0 / 0
Linguistic resources used in Text Analytics (SPSS Modeler)

Linguistic resources

SPSS Modeler uses an extraction process that relies on linguistic resources. These resources serve as the basis for how to process the text data and extract information to get the concepts, types, and sometimes patterns.

The linguistic resources can be divided into different types:

Category sets
Categories are a group of closely related ideas and patterns that the text data is assigned to through a scoring process.
Libraries
Libraries are used as building blocks for both TAPs and templates. Each library is made up of several dictionaries, which are used to define and manage terms, synonyms, and exclude lists. While libraries are also delivered individually, they are prepackaged together in templates and TAPs.
Templates
Templates are made up of a set of libraries and some advanced linguistic and nonlinguistic resources. These resources form a specialized set that is adapted to a particular domain or context, such as product opinions.
Text analysis packages (TAP)
A text analysis package is a predefined template that is bundled with one or more sets of predefined category sets. TAPs bundle together these resources so that the categories and the resources that were used to generate them are both stored together and reusable.
Note: During extraction, some compiled internal resources are also used. These compiled resources contain many definitions that complement the types in the Core library. These compiled resources cannot be edited.
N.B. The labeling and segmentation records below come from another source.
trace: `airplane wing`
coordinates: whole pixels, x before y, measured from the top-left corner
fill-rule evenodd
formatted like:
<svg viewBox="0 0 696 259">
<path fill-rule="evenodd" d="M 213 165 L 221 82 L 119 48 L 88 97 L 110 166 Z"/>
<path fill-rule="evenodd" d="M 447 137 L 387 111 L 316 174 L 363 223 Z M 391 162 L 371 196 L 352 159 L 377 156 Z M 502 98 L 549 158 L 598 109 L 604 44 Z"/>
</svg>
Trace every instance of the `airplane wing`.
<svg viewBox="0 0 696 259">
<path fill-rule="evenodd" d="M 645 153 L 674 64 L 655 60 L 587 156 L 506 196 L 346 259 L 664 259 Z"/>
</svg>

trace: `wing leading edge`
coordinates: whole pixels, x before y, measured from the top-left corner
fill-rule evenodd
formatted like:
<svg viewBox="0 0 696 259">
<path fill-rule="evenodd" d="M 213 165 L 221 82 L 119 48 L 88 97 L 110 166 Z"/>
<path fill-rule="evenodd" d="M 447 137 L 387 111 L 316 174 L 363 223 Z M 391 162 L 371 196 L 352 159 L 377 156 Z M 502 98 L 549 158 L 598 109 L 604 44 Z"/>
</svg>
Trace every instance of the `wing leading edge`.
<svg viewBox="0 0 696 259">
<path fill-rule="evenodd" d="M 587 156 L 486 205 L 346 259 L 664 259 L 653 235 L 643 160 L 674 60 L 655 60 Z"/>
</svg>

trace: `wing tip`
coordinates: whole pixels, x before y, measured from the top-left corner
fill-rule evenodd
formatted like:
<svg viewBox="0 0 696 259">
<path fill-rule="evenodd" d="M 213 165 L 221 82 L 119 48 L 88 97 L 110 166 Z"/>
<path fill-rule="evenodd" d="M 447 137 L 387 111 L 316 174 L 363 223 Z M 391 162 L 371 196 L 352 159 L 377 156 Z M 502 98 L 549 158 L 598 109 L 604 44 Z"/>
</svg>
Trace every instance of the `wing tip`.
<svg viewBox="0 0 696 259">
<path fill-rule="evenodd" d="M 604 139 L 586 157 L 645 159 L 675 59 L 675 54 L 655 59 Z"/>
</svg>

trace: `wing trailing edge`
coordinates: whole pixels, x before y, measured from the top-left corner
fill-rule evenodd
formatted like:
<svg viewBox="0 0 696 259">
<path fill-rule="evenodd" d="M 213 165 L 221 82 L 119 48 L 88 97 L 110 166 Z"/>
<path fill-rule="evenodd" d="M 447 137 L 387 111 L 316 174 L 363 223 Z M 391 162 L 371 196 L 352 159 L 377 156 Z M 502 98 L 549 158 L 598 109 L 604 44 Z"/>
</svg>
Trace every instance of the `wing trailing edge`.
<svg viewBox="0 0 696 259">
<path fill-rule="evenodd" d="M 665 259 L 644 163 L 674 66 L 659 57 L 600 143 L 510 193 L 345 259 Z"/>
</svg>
Project assets for Text Analytics

You can save Text Analytics assets as project assets to create your own custom linguistic resources. You can reuse these assets to work more efficiently in your flows or share them to collaborate with others.

You can save the following types of Text Analytics assets as project assets:
  • Templates
  • Libraries
  • Text Analysis packages (TAP)

Category sets are not saved as project assets. To save any modification you make to a category set, you must download and save the category set or save it as part of a TAP.

For more information about assets and projects, see Assets in Cloud Pak for Data.

Downloading linguistic resources

You can download linguistic resources to manage them directly or to share them across teams.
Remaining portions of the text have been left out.